There, etched so finely she almost missed it, were the words:
Touch not the vine, roundabout we go,
Til one and one, the sheltered bird of snow.
She read it aloud, the syllables strange and heavy on her tongue.
"Why does that sound like a riddle?" she murmured.
Her fingers closed around the key. This time, she tucked it deep into her dress pocket, as if the fabric itself might guard it from vanishing again.
"Not losing you twice," she said, half to herself.
As she headed downstairs, a flicker of memory stopped her mid-step: the poison ivy that had always grown wild along the back fence of her grandmother’s house. Thick and twisting, like it was trying to keep something in—or out.

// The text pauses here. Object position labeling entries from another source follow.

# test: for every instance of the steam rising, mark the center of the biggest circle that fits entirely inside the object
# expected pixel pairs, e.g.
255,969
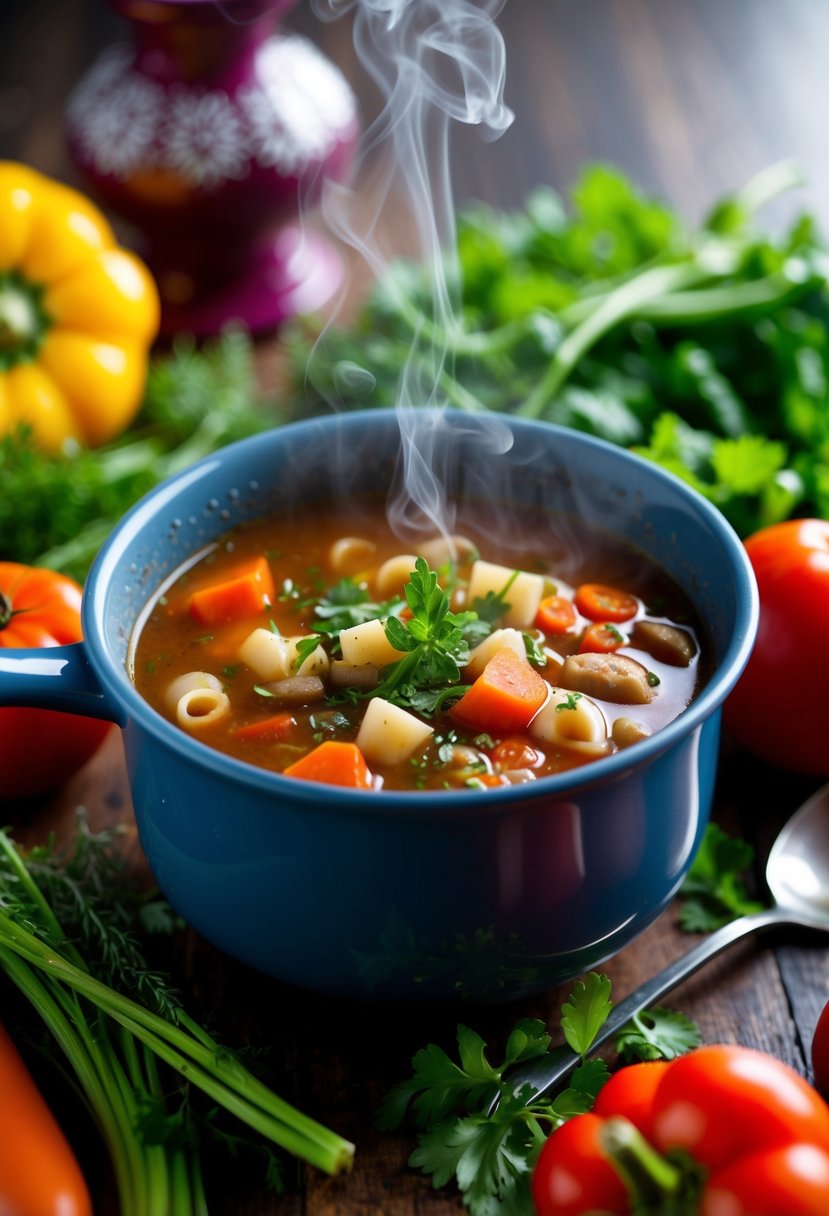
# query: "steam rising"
434,62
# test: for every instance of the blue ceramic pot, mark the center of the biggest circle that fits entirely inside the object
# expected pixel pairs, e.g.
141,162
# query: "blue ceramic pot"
480,895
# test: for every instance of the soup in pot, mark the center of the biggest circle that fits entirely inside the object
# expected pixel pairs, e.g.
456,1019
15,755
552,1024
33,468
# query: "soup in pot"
321,648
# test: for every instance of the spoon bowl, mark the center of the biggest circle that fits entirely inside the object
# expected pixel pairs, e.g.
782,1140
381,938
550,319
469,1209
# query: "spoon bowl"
798,877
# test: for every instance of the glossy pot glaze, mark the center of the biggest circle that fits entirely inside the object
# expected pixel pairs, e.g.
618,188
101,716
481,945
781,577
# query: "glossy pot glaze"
478,895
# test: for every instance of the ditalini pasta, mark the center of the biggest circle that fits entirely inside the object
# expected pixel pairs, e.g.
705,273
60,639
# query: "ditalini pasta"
326,649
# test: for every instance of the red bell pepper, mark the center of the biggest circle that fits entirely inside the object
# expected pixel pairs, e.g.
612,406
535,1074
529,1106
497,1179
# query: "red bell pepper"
722,1131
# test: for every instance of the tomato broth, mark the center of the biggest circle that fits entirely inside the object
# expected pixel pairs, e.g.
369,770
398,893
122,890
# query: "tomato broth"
322,647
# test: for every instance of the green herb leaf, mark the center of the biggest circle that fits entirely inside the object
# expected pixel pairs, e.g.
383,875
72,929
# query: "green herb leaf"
714,891
586,1012
657,1035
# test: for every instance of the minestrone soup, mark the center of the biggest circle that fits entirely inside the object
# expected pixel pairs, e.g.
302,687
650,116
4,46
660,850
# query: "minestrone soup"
322,649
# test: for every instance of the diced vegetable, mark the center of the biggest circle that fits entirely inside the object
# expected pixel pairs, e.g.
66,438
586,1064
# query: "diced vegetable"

What other vine would I not touch?
It was all too strange.
Days passed. School devoured her hours—lectures, tutoring, clubs, an endless churn of assignments. The mystery of the key faded behind algebra equations and essays on wars she didn’t care about. But it never left her completely.
By the time Friday arrived, she was already planning her escape.
“At last,” she whispered, patting her pocket to feel the key’s cool weight. “The weekend.”
She didn’t tell anyone where she was going.
Her grandmother’s house had stood empty since the funeral, shutters drawn, garden wild. No one visited. No one cared.
Which made it perfect.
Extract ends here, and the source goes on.